Among its key provisions, the Smith-Bass legislation will:

  • Provide more than $1.1 billion over five years to reauthorize and enhance successful programs established by Smith’s TVPA such as shelters, mental health care, education, life skills and job training;
  • Reauthorize Homeland Security’s Angel Watch Center codified by Smith’s International Megan’s Law (P.L. 114-119) to prevent international sex tourism travel by convicted child sex offenders;
  • Enhance trafficking prevention education for children by involving parents and law enforcement in age-appropriate programs to assist in the prevention of child trafficking as well as online grooming; and
  • Provide $35 million for housing opportunities to help women escape living with their abusers and to help prevent trafficking of graduated foster youth.

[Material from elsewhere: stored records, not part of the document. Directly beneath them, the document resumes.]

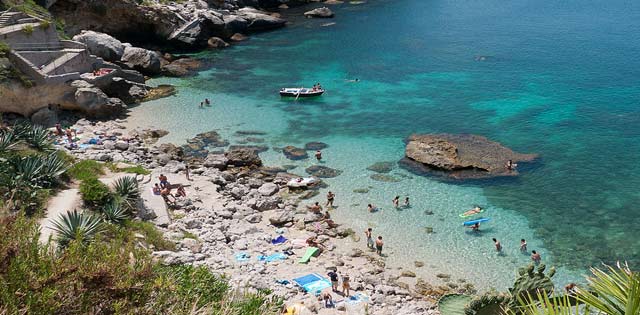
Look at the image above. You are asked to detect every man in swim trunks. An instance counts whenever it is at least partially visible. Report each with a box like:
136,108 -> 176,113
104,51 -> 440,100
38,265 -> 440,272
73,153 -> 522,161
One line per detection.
531,250 -> 542,265
376,236 -> 384,256
364,228 -> 373,249
327,271 -> 338,292
327,192 -> 336,208
367,204 -> 377,212
307,201 -> 322,214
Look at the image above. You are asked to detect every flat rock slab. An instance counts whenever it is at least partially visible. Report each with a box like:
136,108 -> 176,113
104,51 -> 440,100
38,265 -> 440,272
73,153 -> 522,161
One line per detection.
400,134 -> 538,179
282,145 -> 309,160
305,165 -> 342,178
304,141 -> 329,151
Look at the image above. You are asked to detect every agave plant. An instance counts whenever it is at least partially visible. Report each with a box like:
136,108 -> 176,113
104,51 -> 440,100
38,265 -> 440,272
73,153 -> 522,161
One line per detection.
511,264 -> 640,315
102,201 -> 130,224
113,176 -> 140,209
0,131 -> 20,153
53,210 -> 103,248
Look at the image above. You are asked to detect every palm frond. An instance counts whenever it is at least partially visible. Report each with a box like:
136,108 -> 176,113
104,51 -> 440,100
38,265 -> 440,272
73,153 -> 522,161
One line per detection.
102,201 -> 130,224
578,263 -> 640,315
53,210 -> 103,248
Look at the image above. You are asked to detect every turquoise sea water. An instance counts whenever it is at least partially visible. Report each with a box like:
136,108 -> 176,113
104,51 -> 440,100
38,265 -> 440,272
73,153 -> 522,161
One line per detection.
130,0 -> 640,289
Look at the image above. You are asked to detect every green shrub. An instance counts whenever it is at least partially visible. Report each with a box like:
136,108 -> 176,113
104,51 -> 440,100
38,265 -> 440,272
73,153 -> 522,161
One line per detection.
40,20 -> 51,30
0,41 -> 11,58
53,210 -> 103,248
22,25 -> 33,35
0,216 -> 281,315
80,178 -> 113,209
113,176 -> 140,210
67,160 -> 104,180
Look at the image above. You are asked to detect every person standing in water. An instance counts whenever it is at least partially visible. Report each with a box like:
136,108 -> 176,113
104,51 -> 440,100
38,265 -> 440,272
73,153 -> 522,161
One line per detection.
326,192 -> 336,208
364,228 -> 373,249
493,237 -> 502,252
376,236 -> 384,256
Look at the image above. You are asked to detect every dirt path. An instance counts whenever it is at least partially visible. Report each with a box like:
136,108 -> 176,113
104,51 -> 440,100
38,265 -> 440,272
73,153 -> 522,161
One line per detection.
40,172 -> 130,244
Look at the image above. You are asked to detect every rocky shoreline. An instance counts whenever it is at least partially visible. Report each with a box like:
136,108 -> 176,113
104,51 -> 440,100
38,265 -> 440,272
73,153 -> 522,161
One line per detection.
55,119 -> 490,314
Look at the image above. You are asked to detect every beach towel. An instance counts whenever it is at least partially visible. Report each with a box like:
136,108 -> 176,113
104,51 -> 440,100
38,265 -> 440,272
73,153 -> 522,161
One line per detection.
271,235 -> 287,245
291,238 -> 307,248
258,253 -> 287,263
293,273 -> 331,295
236,252 -> 251,261
298,247 -> 319,264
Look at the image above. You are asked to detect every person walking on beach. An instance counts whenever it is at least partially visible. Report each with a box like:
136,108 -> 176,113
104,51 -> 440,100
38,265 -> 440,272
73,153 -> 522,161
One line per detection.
376,236 -> 384,256
364,228 -> 373,249
327,270 -> 338,292
520,238 -> 527,253
493,237 -> 502,252
531,250 -> 542,265
342,275 -> 351,297
326,192 -> 336,208
158,174 -> 169,188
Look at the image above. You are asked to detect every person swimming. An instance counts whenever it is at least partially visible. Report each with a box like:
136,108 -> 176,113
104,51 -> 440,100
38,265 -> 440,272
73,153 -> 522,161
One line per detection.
462,206 -> 482,216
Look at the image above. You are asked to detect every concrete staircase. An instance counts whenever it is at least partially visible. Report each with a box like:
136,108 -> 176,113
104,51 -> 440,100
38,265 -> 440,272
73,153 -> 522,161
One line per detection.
0,11 -> 22,27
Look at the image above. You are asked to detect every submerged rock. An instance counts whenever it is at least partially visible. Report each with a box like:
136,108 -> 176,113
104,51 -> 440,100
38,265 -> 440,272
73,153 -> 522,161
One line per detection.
305,165 -> 342,178
400,134 -> 537,179
367,162 -> 395,173
304,141 -> 329,151
282,145 -> 309,160
369,174 -> 401,183
225,148 -> 262,166
304,7 -> 333,18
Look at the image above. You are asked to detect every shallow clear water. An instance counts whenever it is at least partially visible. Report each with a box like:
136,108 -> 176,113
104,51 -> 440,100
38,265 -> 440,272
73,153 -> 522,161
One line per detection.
130,0 -> 640,288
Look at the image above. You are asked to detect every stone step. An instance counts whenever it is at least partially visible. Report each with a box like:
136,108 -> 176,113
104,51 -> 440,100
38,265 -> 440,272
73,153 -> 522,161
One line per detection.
40,52 -> 80,74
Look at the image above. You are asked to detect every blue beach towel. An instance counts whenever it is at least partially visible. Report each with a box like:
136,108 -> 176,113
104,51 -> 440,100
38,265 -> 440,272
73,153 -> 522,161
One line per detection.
293,273 -> 331,295
236,252 -> 251,261
258,253 -> 287,262
271,235 -> 287,245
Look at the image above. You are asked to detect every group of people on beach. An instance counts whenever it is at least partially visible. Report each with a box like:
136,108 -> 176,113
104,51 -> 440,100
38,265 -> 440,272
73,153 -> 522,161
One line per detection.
320,268 -> 351,307
153,174 -> 187,204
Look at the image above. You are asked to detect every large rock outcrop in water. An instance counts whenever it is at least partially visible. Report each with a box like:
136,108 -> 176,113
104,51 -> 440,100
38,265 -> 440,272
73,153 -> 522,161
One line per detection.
400,134 -> 537,179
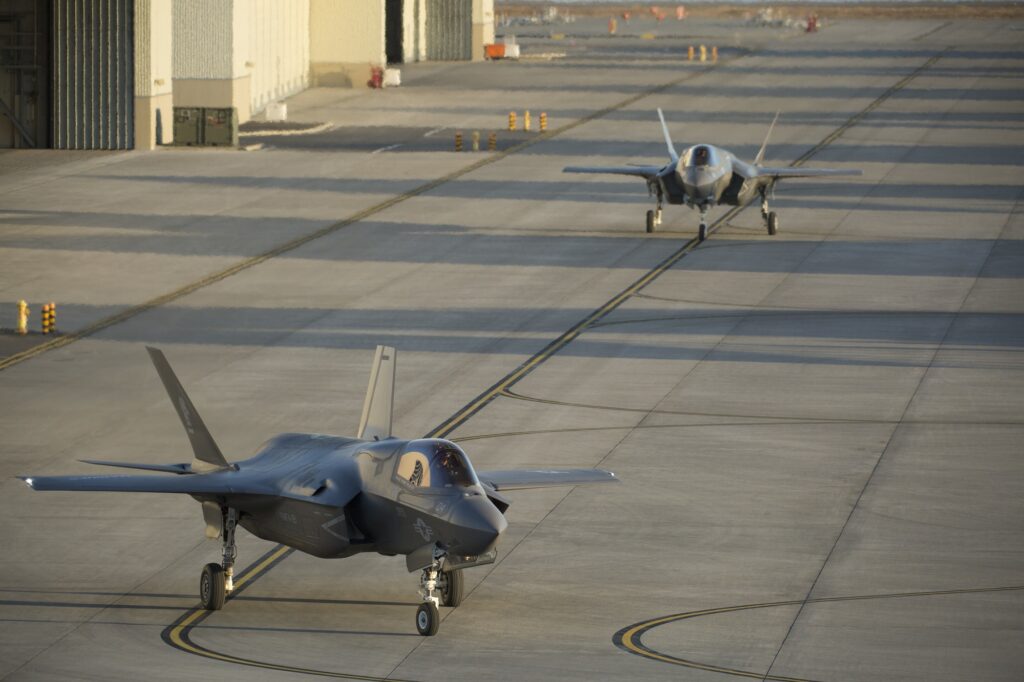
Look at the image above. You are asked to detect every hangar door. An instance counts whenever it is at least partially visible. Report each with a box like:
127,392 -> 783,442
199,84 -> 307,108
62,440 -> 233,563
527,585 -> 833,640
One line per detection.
50,0 -> 135,150
427,0 -> 473,61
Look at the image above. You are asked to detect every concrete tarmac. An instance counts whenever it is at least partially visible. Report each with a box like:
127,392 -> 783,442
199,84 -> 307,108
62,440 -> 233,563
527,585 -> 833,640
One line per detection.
0,11 -> 1024,681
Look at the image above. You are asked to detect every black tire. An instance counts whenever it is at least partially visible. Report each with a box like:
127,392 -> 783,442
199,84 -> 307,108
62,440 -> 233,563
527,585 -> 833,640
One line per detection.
199,563 -> 224,611
416,601 -> 441,637
438,568 -> 463,608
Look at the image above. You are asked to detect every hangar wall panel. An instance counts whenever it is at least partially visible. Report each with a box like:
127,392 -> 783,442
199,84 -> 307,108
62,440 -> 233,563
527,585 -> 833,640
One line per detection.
134,0 -> 174,150
309,0 -> 386,87
174,0 -> 237,79
51,0 -> 135,150
426,0 -> 471,61
232,0 -> 309,114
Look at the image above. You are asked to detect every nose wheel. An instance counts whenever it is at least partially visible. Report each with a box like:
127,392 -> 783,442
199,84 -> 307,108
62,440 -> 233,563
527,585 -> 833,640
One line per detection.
416,601 -> 441,637
697,206 -> 708,242
199,509 -> 238,611
416,547 -> 452,637
647,207 -> 662,233
761,191 -> 778,237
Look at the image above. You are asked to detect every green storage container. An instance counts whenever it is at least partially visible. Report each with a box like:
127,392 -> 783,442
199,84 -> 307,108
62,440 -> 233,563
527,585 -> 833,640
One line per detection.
203,108 -> 239,146
174,106 -> 203,144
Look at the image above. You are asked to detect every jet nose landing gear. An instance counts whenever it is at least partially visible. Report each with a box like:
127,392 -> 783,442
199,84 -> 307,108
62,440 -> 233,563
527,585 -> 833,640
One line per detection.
761,191 -> 778,237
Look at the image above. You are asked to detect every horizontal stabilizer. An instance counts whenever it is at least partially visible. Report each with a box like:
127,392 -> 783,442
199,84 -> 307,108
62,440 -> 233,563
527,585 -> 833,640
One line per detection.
79,460 -> 193,474
18,471 -> 278,495
476,469 -> 618,491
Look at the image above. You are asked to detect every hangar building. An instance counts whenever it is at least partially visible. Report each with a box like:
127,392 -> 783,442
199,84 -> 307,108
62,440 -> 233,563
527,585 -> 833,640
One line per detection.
0,0 -> 495,150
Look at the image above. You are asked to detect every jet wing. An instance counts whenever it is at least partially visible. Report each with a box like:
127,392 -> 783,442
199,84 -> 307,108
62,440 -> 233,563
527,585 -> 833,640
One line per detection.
79,460 -> 197,474
562,166 -> 665,180
476,469 -> 618,491
758,166 -> 864,180
18,471 -> 280,496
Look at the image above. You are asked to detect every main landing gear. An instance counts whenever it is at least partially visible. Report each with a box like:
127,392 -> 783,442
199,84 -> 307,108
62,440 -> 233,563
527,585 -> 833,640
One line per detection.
647,183 -> 665,235
761,191 -> 778,237
416,550 -> 463,637
199,509 -> 239,611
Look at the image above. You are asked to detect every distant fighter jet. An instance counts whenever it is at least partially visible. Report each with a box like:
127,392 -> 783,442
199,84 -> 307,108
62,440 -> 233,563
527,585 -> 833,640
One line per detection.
562,109 -> 861,242
20,346 -> 617,635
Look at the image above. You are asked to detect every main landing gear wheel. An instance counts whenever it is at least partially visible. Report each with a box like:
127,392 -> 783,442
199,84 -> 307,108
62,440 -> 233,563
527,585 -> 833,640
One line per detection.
199,563 -> 225,611
416,601 -> 441,637
437,568 -> 463,607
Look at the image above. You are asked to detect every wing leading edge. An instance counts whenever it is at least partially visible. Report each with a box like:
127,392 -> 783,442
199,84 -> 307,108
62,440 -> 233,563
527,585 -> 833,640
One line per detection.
476,469 -> 618,491
562,166 -> 664,180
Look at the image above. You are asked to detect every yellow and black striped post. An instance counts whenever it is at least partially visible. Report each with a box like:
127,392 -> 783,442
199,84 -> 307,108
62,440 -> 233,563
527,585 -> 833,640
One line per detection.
17,299 -> 29,334
40,303 -> 53,334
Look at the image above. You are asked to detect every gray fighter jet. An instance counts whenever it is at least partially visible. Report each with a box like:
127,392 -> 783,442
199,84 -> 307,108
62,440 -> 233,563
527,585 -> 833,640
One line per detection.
20,346 -> 617,635
562,109 -> 861,242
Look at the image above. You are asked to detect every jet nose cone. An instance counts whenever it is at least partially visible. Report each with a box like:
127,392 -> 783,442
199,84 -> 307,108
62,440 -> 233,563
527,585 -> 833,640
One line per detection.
451,496 -> 508,556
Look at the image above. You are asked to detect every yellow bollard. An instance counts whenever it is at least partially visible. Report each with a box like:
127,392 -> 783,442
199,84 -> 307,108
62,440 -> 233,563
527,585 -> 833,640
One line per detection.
17,299 -> 29,334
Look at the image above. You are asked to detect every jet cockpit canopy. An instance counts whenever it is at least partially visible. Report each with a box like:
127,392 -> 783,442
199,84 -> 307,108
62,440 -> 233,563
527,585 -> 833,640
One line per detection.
683,144 -> 718,168
395,438 -> 479,492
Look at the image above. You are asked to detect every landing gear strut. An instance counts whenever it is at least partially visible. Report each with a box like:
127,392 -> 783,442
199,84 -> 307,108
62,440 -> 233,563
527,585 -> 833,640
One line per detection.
761,190 -> 778,236
416,548 -> 444,637
199,509 -> 239,611
697,206 -> 708,242
647,184 -> 663,233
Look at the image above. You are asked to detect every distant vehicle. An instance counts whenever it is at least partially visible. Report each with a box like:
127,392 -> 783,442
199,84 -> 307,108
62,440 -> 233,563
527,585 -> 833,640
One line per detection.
20,346 -> 617,635
562,109 -> 861,242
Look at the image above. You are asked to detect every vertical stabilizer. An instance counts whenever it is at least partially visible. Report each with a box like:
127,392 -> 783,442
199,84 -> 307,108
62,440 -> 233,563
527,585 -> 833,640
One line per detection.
145,346 -> 232,473
754,112 -> 781,166
355,346 -> 396,440
657,106 -> 679,161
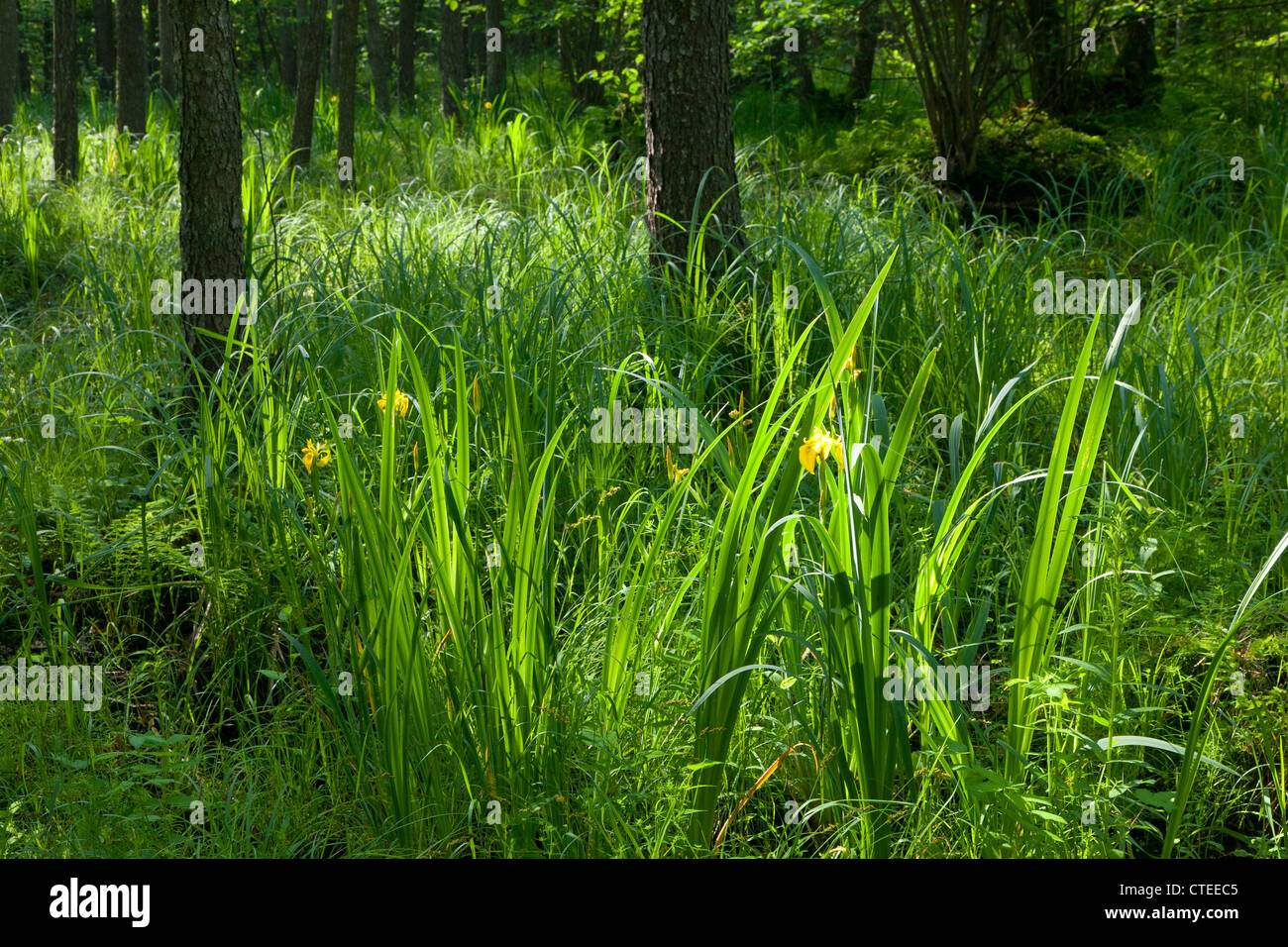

Susan Munsey, a TSEC member and founder of GenerateHope, a restorative home for trafficked women celebrated the progress. “As a survivor leader I am pleased to see the reauthorization of the Frederick Douglass Trafficking Victims Protection Act as it is vital to the work we do in assisting survivors regain their lives and to fight this battle against the devastating crimes of trafficking that touch home to so many across the nation,” said Munsey.

Carolyn Potter, CEO of The WellHouse and coalition member recognized the tangible impact of this legislation. “Since 2011, The WellHouse has served close to 600 survivors of human trafficking and has witnessed firsthand how important that there be every measure of assistance possible for those directly affected by this horrific criminal activity. I am grateful for the bi-partisan support for HR 6552 and how it will bring tremendous support to survivors of human trafficking across our nation,” said Potter.

“The enormous support in the House for this critical human rights and law enforcement legislation is a testament to a widespread consensus and underscores the absolute urgency for securing the funds needed to protect victims, prosecute perpetrators and prevent trafficking from occurring in the first place,” Smith said.